Factor Quantity/value known Tester can influence
Array size Yes Yes
array count Yes Yes
Batch size Yes In part, by definition of batch for testing purposes.
Sample bias No Yes
Test array infection rate (TAIR) No Yes, through sampling bias and array size.
Batch infection rate No No, except in some cases where batch size is modified for testing
Detection threshold Only approximately No, except by deviating from test protocols to the extent that detection efficiency is reduced.

Note that the specific procedures and parameters presented in the bench leachate protocol page have been designed to maximize the detection potential of the test. Deviations from the protocols can lead to reduced detection efficiency by altering the shape or position of the detection probability function in Figure 1. Such deviations would reduce detection probability below levels shown in figures 3-5 above.

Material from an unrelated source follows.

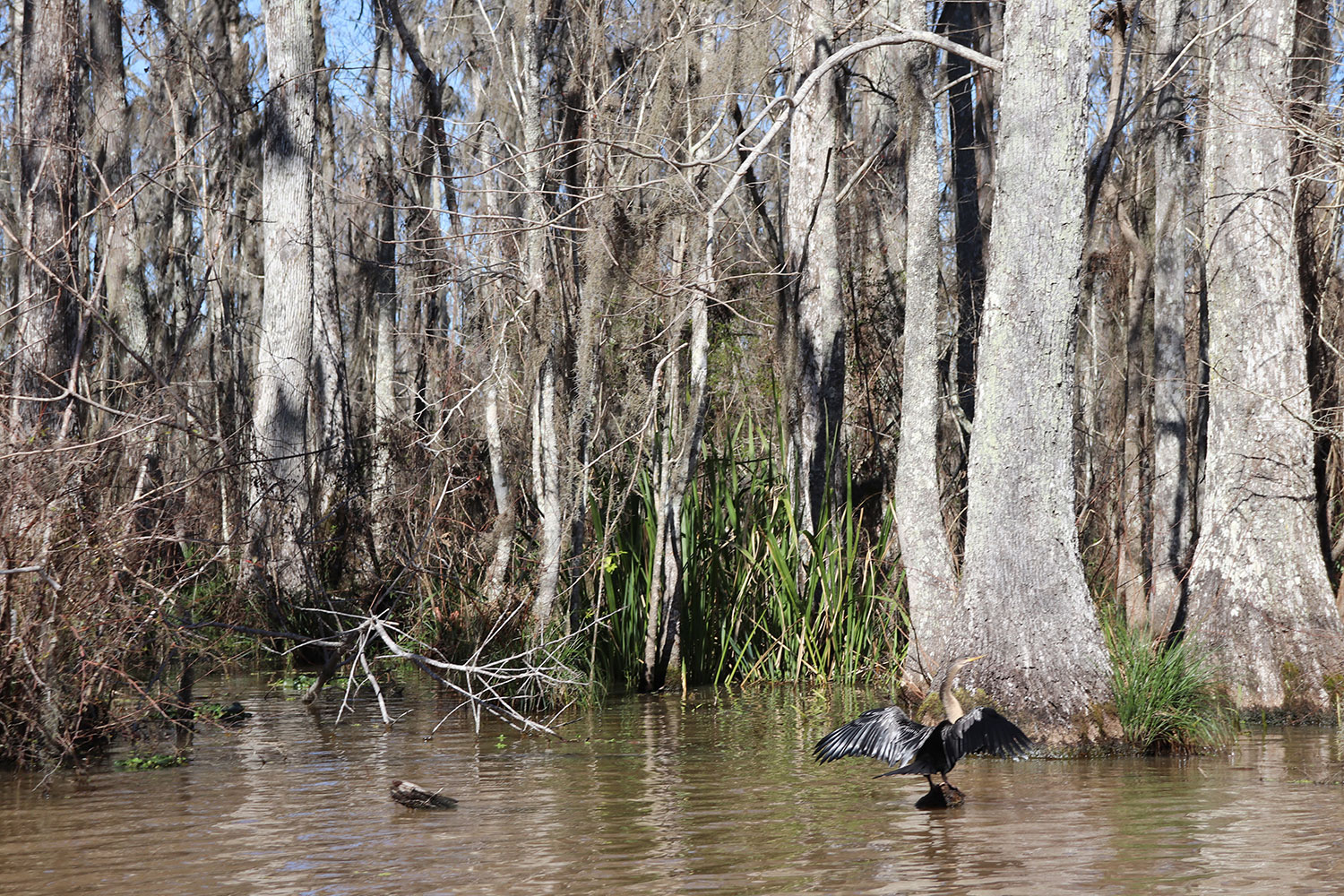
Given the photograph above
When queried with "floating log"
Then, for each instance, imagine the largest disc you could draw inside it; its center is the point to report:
(941, 797)
(416, 797)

Overall, the output from the models and simulations discussed here have reinforced the main sampling recommendations we have made since 2017. Some of the recommendations, shown in Table 2, have been refined further based on the models discussed here.

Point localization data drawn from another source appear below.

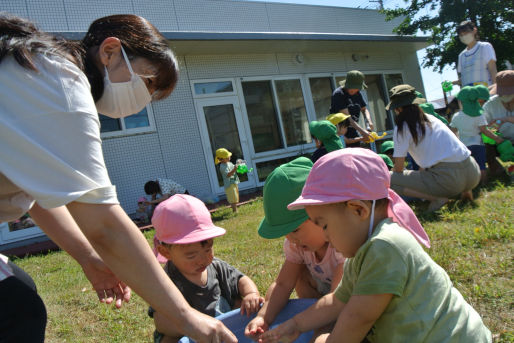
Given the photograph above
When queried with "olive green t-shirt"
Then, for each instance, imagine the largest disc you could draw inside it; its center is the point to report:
(425, 306)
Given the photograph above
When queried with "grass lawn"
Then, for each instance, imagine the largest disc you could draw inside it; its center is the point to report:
(473, 242)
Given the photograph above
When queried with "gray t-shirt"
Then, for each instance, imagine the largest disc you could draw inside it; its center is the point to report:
(222, 281)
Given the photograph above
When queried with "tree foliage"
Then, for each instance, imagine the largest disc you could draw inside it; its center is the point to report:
(439, 19)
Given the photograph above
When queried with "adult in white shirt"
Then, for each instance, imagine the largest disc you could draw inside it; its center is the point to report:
(499, 112)
(51, 160)
(446, 166)
(477, 62)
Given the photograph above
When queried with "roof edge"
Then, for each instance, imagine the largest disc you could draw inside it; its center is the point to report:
(212, 35)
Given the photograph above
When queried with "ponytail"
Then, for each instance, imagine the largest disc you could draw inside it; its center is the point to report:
(22, 39)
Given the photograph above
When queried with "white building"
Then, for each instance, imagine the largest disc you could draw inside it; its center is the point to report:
(252, 76)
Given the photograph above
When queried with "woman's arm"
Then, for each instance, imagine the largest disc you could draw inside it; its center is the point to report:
(59, 225)
(358, 316)
(399, 164)
(125, 250)
(367, 115)
(491, 66)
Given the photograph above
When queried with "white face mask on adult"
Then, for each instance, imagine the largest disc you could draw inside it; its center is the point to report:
(467, 38)
(121, 99)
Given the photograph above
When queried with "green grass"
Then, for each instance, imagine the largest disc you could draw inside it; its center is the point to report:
(473, 242)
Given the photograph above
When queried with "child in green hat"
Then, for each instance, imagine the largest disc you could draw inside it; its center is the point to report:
(312, 266)
(470, 121)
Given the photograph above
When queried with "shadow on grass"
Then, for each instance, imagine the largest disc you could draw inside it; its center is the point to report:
(456, 204)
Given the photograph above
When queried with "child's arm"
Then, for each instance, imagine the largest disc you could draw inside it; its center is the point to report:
(323, 312)
(276, 298)
(483, 129)
(126, 252)
(250, 294)
(358, 316)
(336, 277)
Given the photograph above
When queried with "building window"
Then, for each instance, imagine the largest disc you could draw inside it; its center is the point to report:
(204, 88)
(293, 112)
(262, 116)
(321, 90)
(136, 123)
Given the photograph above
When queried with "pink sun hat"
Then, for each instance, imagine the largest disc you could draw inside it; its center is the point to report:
(357, 174)
(182, 219)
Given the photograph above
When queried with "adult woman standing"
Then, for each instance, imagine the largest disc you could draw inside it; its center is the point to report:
(447, 168)
(51, 160)
(477, 62)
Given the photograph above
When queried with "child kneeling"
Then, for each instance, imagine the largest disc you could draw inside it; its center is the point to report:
(391, 291)
(312, 266)
(183, 240)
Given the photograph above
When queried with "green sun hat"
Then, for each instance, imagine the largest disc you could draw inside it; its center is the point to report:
(354, 80)
(403, 95)
(387, 160)
(386, 146)
(283, 186)
(326, 132)
(469, 97)
(428, 108)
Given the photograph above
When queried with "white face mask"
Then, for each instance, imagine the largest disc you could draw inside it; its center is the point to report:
(467, 38)
(122, 99)
(506, 98)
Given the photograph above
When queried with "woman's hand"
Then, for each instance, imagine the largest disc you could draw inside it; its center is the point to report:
(251, 303)
(256, 328)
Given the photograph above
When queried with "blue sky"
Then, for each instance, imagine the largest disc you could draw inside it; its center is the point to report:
(431, 80)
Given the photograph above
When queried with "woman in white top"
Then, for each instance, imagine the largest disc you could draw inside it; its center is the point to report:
(51, 160)
(477, 62)
(446, 166)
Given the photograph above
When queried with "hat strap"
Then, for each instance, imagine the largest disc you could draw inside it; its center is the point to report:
(372, 219)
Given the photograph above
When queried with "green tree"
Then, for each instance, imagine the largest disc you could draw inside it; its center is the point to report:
(439, 18)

Table 2. Recommendations to maximize Phytophthora detection probability for the bench leachate test.

Factor Target Notes
Array size 20-40
  • With biased sampling, use larger array size (no more than 40) with larger batches (more than 100-200 containers).
  • Use smaller test arrays (20-30), especially in smaller batches that have few symptomatic or other high-risk plants, to avoid “oversampling” (diluting limited inoculum by including more noninfected plants).
Array count 1-3
  • Use 1 or 2 additional arrays, if possible, to separately test groups of highly symptomatic/high risk plants and plants with less obvious symptoms or less severe risk factors from a given batch.
  • Especially with positively-biased sampling, testing 4 or more arrays from a batch provides relatively little gain in detection probability compared with 2 or 3 arrays.
  • Because the amount of inoculum produced by a given infected plant or set of plants can vary over time, consider conducting additional tests on a batch on different dates, separated by a week or more when possible. Repeat testing over time may be especially beneficial when conducting tests to delimit the extent of a known infestation or for plants that have very low tolerance for infection (e.g., special-status plants, limited habitat areas).
Batch size See note
  • If a batch is large enough or spread out enough to have differences with respect to potential for contamination, split the batch into smaller batches with more uniform risk profiles for testing.
Sample bias See note Use positive sample bias to include plants that are more likely to be infected based on:
  • symptoms (including vague symptoms such as off color or stunting),
  • proximity to symptomatic plants (higher risk due to local spread),
  • cultural history (any known or possible deviations from BMPs),
  • risk based on position on bench or in growing area (potential for exposure to inadvertent contamination).